A Closer Look: Charity Children in the Strand on 7 July 1713

Curator Laura Popoviciu takes a closer look at George Vertue's 18th-century print that celebrates the Peace of Utrecht

After 12 years of global conflict, European powers proclaimed the long-awaited Peace of Utrecht. To celebrate, Queen Anne hosted a National Thanksgiving service at St Paul’s Cathedral in London in 1713. To commemorate the procession that followed, the Lord Mayor of London asked the engraver George Vertue to provide a visual record of the event.

Take another look...

Now that you’ve watched the video, take your time and observe these intricate details in Vertue’s engraving.

  • Charity children

    Did you know that blue was the traditional colour of charity? In the engraving, 4000 charity children are shown wearing blue coats, caps, bonnets and badges, singing hymns written specifically for the occasion. The system of charity schools was inaugurated during the reign of Queen Anne.
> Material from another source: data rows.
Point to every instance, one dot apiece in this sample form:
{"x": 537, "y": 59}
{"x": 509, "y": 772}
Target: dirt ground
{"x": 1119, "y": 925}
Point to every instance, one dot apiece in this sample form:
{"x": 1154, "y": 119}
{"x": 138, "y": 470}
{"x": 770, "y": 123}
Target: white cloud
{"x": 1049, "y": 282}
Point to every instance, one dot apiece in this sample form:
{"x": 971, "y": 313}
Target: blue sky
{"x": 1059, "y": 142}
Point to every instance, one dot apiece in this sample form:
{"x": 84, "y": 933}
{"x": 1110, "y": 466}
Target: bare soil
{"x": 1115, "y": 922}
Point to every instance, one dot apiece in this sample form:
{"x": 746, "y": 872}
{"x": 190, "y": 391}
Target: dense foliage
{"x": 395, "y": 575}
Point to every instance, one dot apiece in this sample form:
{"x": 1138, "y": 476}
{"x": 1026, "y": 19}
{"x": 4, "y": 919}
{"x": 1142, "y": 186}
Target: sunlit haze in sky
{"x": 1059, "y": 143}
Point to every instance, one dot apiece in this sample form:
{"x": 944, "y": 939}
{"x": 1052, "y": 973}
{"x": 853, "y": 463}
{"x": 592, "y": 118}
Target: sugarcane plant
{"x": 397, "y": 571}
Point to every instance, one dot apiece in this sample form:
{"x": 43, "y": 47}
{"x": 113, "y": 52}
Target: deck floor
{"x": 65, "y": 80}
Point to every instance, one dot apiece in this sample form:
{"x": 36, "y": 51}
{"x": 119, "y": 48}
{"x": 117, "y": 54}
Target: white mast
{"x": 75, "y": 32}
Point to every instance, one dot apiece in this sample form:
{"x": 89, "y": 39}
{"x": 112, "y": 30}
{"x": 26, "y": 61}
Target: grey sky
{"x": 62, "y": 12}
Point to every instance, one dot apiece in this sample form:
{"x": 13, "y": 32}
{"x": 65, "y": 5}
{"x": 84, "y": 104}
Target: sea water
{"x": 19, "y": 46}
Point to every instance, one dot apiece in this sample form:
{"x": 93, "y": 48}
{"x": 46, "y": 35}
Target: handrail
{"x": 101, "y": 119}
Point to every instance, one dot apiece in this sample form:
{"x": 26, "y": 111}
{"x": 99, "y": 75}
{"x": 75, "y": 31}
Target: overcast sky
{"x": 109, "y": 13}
  • Members of Parliament and the House of Lords

    200 members of both Houses, all dressed in ceremonial robes, left Parliament and paraded in their ornate, pastel-coloured, horse-drawn carriages.

  • Queen Anne

    The Queen was too tired to attend the procession, as per her physician’s advice. George Vertue came up with an ingenious solution to introduce her as a virtual participant in the event: on top of the image, pinned on the dark velvet floating curtain, she is depicted on a silver medal.